Sunday, February 24, 2002

Persistence of memory



By Paul Daugherty
The Cincinnati Enquirer

        GNADENHUTTEN, Ohio — Thirty years later, it is hard to picture this. Thirty years is a long time for memories. It's a long time for anything that isn't geologic. Things could get mis-remembered. But here goes:

map
        “Bobby was a real innocent kid. He wouldn't say (spit) if he had a mouthful. He never cussed. He was real religious. He tried to convert me to Christianity all the time.”

        The speaker is Joel Cochran, now 48 years old, longtime friend of Bobby. The subject of the quote is (A) Bobby Brady (B) Mohandas K. “Bobby” Gandhi (C) Ward “Bobby” Cleaver (D) Bobby Huggins.

        The answer would be D, yes it would. Joel Cochran swears this to be true. Time has not put his memory in soft focus. He says he is not dreaming. “Bobby was not the same person he is now.”

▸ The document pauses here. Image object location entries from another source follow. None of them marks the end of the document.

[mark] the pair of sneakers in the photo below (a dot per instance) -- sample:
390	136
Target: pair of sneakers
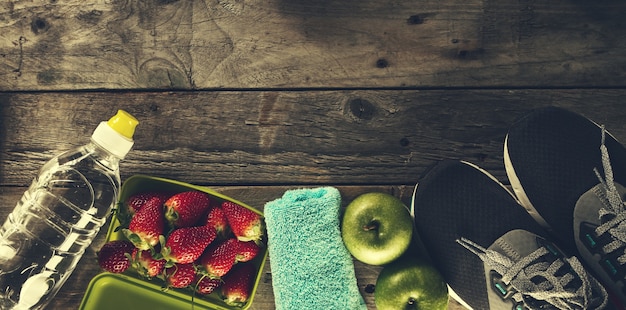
558	241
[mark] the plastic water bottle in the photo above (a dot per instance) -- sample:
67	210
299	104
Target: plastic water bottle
59	215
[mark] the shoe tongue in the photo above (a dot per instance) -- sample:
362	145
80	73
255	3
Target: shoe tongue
517	244
589	204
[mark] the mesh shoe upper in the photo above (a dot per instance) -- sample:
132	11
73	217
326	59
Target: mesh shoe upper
456	204
570	172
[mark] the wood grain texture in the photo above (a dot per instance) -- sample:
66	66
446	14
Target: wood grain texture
289	137
201	44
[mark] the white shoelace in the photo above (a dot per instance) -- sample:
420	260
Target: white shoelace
613	215
536	276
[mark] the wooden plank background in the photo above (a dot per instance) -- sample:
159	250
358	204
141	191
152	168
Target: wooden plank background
207	44
254	97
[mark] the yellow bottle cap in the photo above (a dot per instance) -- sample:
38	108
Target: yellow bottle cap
123	123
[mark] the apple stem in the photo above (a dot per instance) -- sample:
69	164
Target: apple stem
373	225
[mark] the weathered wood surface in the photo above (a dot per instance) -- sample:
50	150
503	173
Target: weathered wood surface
200	44
254	97
288	137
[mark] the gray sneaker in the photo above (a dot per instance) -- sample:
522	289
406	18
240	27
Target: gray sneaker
492	254
569	173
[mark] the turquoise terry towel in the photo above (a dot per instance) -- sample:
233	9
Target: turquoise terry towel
311	267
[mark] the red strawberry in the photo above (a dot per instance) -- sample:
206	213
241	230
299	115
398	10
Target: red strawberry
238	284
246	224
136	201
180	275
185	245
113	256
216	218
184	209
206	285
218	259
147	225
247	250
146	265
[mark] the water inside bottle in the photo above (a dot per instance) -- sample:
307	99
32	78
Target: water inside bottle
44	237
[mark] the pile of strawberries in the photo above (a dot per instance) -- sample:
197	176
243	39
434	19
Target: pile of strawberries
188	240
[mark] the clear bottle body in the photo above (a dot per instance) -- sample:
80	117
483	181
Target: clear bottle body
53	223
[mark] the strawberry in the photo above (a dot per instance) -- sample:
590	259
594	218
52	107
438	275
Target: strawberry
185	245
246	224
206	285
112	257
146	265
180	275
218	259
238	284
147	225
184	209
216	218
247	250
136	201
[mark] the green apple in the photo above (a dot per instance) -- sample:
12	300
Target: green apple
410	283
376	228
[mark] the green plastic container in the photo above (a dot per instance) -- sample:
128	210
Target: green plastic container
110	291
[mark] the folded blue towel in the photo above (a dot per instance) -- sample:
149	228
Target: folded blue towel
311	267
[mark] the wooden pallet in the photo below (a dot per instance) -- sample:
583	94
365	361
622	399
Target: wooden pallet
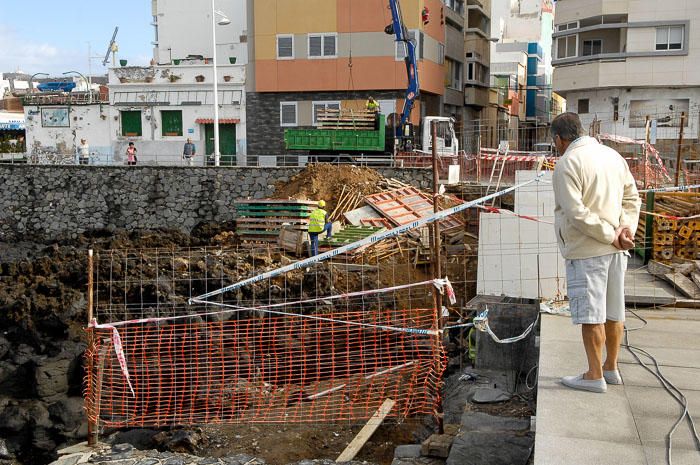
260	220
676	238
405	205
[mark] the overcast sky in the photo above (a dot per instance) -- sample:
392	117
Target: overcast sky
49	36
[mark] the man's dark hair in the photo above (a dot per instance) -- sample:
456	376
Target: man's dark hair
567	126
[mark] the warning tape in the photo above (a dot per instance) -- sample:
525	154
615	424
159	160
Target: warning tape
673	189
510	213
670	217
376	237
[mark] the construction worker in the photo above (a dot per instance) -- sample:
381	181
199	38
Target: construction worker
318	223
372	105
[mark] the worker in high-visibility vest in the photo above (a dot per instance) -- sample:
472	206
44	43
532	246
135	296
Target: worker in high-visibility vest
318	223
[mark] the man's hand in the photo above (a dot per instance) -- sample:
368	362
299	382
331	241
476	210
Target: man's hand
624	240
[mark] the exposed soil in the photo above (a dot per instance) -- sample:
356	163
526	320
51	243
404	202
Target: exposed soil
326	182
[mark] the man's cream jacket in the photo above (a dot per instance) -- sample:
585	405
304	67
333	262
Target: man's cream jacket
594	193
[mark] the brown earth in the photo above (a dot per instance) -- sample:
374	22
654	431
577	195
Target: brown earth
326	182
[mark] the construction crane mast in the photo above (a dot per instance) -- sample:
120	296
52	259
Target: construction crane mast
398	29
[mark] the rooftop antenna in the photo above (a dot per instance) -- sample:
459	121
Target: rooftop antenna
113	48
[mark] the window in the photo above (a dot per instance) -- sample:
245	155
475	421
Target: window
417	40
454	74
582	106
131	123
285	47
288	113
567	46
323	106
171	122
592	47
669	38
322	46
567	26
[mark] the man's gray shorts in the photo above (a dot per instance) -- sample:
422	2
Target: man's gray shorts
596	288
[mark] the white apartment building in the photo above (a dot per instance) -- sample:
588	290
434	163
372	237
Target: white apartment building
158	107
619	61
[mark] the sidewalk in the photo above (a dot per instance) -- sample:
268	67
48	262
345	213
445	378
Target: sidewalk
628	424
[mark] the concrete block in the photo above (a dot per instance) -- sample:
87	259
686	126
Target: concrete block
407	451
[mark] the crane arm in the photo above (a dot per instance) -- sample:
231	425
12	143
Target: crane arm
398	29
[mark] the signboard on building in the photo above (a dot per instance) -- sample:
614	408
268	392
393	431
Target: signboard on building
547	6
666	112
55	117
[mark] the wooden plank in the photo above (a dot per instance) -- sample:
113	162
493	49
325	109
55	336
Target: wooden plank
366	432
276	201
683	284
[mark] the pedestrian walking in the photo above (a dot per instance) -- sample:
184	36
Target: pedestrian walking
131	157
595	215
189	151
83	152
318	223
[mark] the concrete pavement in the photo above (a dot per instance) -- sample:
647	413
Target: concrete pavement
628	424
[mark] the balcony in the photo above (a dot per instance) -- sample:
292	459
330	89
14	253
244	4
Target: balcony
192	74
476	96
576	10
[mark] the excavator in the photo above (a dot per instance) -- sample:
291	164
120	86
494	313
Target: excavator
347	142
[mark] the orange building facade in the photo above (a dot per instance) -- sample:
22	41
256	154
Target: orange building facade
334	53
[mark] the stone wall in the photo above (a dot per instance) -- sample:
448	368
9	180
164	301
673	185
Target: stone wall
53	202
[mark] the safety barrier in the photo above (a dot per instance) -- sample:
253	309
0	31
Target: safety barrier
287	369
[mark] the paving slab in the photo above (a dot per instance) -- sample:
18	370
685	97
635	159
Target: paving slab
629	423
634	374
557	450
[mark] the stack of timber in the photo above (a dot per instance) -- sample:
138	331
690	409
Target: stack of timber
684	275
262	220
676	238
348	235
331	118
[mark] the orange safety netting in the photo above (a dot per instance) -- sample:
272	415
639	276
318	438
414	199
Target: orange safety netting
266	369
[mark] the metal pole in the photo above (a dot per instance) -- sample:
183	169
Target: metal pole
89	83
680	147
217	155
435	243
92	425
647	138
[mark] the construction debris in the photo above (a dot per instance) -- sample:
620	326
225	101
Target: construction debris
683	275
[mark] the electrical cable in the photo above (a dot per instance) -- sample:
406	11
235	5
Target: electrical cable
676	393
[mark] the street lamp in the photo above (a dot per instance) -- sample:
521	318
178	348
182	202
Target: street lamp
222	22
87	84
31	89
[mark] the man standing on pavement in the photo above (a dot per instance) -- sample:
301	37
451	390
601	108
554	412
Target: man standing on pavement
189	151
318	223
595	215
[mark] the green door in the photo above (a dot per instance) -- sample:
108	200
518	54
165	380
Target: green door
227	144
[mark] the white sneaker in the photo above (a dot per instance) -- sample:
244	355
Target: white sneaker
612	377
592	385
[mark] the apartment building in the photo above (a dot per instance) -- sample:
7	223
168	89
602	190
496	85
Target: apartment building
315	54
617	62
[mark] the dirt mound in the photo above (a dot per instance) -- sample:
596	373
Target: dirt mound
326	181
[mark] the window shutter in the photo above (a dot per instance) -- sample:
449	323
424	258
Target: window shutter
329	45
285	47
131	123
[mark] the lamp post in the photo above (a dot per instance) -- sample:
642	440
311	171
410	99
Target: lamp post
31	89
86	83
222	22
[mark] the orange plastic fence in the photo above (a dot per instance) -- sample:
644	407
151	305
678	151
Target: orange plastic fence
266	370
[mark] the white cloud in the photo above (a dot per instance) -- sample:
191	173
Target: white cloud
23	53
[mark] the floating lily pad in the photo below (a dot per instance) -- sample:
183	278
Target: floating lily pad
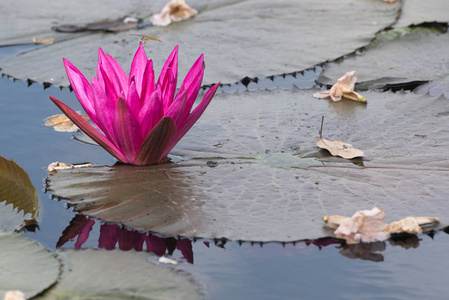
417	11
18	194
397	56
115	274
25	266
301	34
253	172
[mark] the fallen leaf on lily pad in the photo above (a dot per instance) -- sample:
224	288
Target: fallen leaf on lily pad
343	88
55	166
61	123
174	11
368	226
43	41
16	189
339	148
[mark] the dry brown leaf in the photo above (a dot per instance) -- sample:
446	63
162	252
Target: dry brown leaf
55	166
339	148
343	88
43	41
368	226
61	123
173	11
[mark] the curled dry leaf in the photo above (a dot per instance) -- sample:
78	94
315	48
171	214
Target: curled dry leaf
43	41
55	166
174	11
339	148
368	226
343	88
61	123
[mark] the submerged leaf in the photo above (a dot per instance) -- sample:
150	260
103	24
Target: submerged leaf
339	148
115	274
25	266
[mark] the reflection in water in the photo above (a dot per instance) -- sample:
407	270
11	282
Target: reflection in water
114	236
368	251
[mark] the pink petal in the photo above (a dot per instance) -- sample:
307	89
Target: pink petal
192	83
112	70
108	236
138	68
168	78
168	88
126	131
151	113
105	119
133	99
88	129
110	90
192	117
81	88
178	108
154	147
148	85
84	234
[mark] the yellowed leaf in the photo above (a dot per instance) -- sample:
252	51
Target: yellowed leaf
55	166
62	123
343	88
368	226
43	41
339	148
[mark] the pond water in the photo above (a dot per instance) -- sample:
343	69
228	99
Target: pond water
403	268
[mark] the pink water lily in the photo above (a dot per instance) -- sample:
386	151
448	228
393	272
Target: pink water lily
138	120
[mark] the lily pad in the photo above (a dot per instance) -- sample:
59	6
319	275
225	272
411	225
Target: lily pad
397	56
417	11
18	194
115	274
253	172
25	266
301	34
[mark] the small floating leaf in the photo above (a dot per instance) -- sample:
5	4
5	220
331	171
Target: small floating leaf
16	188
61	123
339	148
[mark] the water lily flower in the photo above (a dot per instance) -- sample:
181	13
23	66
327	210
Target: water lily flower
138	120
343	88
173	11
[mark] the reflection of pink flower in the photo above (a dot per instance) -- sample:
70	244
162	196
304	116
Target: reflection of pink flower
112	236
139	121
364	226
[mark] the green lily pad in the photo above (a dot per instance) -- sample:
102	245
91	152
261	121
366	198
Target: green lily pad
253	172
399	55
17	194
301	34
25	266
115	274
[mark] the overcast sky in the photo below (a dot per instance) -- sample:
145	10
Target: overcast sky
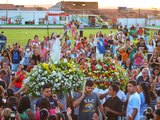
102	3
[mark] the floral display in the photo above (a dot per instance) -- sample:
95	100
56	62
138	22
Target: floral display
61	76
103	73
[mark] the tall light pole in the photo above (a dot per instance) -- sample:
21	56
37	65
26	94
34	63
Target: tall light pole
6	11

        In 1972, Joel, Bobby and Van Henry were best friends. They cruised the boulevard in New Philadelphia, Ohio, wearing their varsity jackets, listening to the Beach Boys on the 8-track and hanging out at the Burger King, certain of their lofty places in the little world that defined them.

[img]
UC coach Bob Huggins talks with his players during Friday's game with Marquette.
(Gary Landers photo)
| ZOOM |
        They'd just won a state Class A basketball title. They'd gone undefeated. They'd been coached by a demanding, tyrannical genius, who also happened to be Bobby's father. After surviving Charlie Huggins, the rest of life would be strawberries in wintertime.

        As Van puts it now, “It was one of those stretches in your life when you feel invincible, like you can't be defeated.”

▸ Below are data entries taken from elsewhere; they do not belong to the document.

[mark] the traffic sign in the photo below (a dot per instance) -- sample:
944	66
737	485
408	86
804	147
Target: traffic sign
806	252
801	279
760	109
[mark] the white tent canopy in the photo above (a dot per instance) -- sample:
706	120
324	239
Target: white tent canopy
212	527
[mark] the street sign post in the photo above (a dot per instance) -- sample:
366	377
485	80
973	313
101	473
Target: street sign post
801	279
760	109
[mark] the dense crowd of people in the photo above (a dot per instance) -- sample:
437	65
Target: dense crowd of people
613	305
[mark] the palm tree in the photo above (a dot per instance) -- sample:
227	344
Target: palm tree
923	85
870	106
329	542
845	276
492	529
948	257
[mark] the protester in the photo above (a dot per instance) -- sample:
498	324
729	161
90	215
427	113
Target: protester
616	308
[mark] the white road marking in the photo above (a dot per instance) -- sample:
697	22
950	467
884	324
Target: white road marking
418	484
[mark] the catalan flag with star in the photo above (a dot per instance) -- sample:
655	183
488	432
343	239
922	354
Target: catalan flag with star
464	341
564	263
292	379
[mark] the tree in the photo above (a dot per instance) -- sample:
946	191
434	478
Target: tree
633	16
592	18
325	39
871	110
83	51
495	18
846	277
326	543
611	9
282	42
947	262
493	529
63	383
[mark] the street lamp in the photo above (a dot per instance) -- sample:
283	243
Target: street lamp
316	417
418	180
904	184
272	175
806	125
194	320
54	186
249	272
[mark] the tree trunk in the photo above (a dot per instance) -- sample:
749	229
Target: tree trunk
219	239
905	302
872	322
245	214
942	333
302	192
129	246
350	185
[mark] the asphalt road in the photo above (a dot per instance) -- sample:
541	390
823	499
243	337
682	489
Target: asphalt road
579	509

        Thirty years later, Bobby has dropped the “-by” from his name and won 495 games as a college coach. He cusses. This is his 13th UC team and at the moment, it is as good as any he has ever had.

        Huggins might not be the same 18-year-old kid he was. Innocent? No one who is 48 is innocent. But there is still a lot of Back Then in him. Huggins remains atop the world, too, even if the world is a different, bigger place. Any place with more than 20 people and a hardware store is bigger than the place of Huggins' youth.

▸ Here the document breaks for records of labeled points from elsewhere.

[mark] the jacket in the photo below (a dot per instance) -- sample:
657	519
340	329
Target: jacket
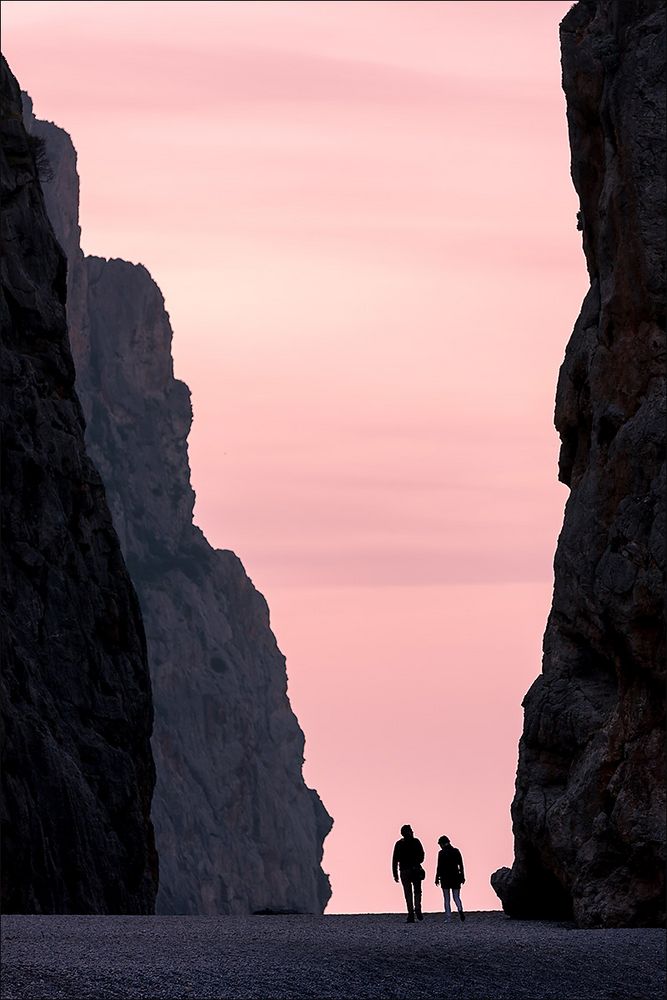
408	855
449	872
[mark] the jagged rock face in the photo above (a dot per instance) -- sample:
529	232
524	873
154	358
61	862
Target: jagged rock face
77	774
237	829
589	809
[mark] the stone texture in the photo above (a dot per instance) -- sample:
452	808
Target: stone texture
77	774
237	829
589	808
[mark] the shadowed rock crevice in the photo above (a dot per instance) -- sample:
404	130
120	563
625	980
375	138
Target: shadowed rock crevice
77	770
589	808
237	829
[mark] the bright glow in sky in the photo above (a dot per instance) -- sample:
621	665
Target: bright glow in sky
361	218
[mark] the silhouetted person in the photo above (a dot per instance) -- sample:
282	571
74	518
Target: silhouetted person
449	875
408	856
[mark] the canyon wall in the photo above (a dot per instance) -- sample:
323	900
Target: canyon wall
237	829
77	770
589	807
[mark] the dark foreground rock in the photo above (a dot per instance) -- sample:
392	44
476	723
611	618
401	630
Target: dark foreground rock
589	809
237	829
379	956
77	770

        The rolling landscape of eastern Ohio is full of vague towns defined by the four-way stop signs where Main Street meets the state road, and by hardworking-class people with bedrock sensibilities. If you grew up in Midvale, you made bricks or mined coal. In Gnadenhutten, you worked at the aluminum siding plant. You went to sleep early and to church on Sunday. In between, you played basketball.

[img]
Charlie Huggins, father of University of Cincinnati coach Bob Huggins, talks about his son.
(Gary Landers photo)
| ZOOM |
        “I'd have been out there even if there was something else. Which there wasn't,” says Huggins.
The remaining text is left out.